LONDON, OCT. 1 -- With British Prime Minister Margaret Thatcher at his side, Vice President Bush stood before a video camera supplied by his presidential campaign today and insisted that his trip to Europe has been "all substance and no politics."

The vice president's remark appeared to contradict the assessments of his own staff, senior U.S. diplomats and officials in the host countries he has visited, all of whom have said that the Bush visit to Poland and Western Europe was designed as a prelude to his Oct. 12 announcement as a formal candidate.

When asked by a reporter outside Thatcher's official residence at 10 Downing Street whether the journey was the "opening salvo in your campaign," Bush replied, "No, it was not."

"Most people that are serious about foreign affairs I hope by now realize it was not," he added. "I recall going to China in 1983 and the first question off the plane was, 'Are you here to help yourself politically?' I wasn't then and I'm not now . . . So hopefully this trip will be viewed as what it's supposed to be and that is continuing consultations."

Bush, who spent four days in Poland, is now criss-crossing Western Europe for meetings with allied leaders. He returns to Washington Saturday.

A reporter outside 10 Downing Street pointed to the Bush campaign camera and asked the vice president, "If you say this is not a political trip, why are you having this camera?"

"I hope those pictures will be very good when I get into politics and {when} I get back I'll be in it right from the beginning," Bush said. He added that there is "nothing inappropriate," citing President Reagan's campaign cameras in his 1984 visit to Normandy. "For that to be the whole focus simply would be misunderstanding the importance of this trip," he said.

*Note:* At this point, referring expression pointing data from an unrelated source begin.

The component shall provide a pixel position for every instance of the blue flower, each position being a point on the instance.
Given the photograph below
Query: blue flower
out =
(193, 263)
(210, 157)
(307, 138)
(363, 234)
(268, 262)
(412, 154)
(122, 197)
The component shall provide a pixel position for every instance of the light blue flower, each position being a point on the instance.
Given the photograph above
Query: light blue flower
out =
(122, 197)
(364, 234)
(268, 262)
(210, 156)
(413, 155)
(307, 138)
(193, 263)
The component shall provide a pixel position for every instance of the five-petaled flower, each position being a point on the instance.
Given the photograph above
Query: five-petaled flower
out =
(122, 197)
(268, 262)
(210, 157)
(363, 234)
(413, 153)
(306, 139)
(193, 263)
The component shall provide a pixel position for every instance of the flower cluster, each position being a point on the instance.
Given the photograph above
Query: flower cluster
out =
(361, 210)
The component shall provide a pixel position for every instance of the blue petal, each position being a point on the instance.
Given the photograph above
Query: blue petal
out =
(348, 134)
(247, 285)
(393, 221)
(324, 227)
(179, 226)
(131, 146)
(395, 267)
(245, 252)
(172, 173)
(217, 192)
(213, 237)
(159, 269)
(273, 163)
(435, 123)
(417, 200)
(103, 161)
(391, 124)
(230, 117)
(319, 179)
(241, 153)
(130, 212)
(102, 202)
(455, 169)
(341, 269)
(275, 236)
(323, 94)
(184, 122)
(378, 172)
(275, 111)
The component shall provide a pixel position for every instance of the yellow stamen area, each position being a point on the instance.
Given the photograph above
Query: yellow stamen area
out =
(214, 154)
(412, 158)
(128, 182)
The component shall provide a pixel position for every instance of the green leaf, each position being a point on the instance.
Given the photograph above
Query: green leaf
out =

Asked about the U.S. presidential campign, Thatcher replied, "I have no vote." Pressed as to whether she would want to see Bush in office to carry on the arms control process, she said, "You are tempting me into spheres in which I shall not be tempted. I am not easily provoked."

Thatcher said she wanted to "confirm" that the meetings with Bush were substantive and then, turning away, said, "Now, I'm not quite sure about you. I have some other engagements."

"It's the best news I've had in ages," Bush said. "Thank you, I'll go with you."

Senior U.S. officials have said there is no urgent need for talks now with the allies, who generally have supported the forthcoming U.S.-Soviet accord eliminating medium-range and shorter-range missiles in Europe.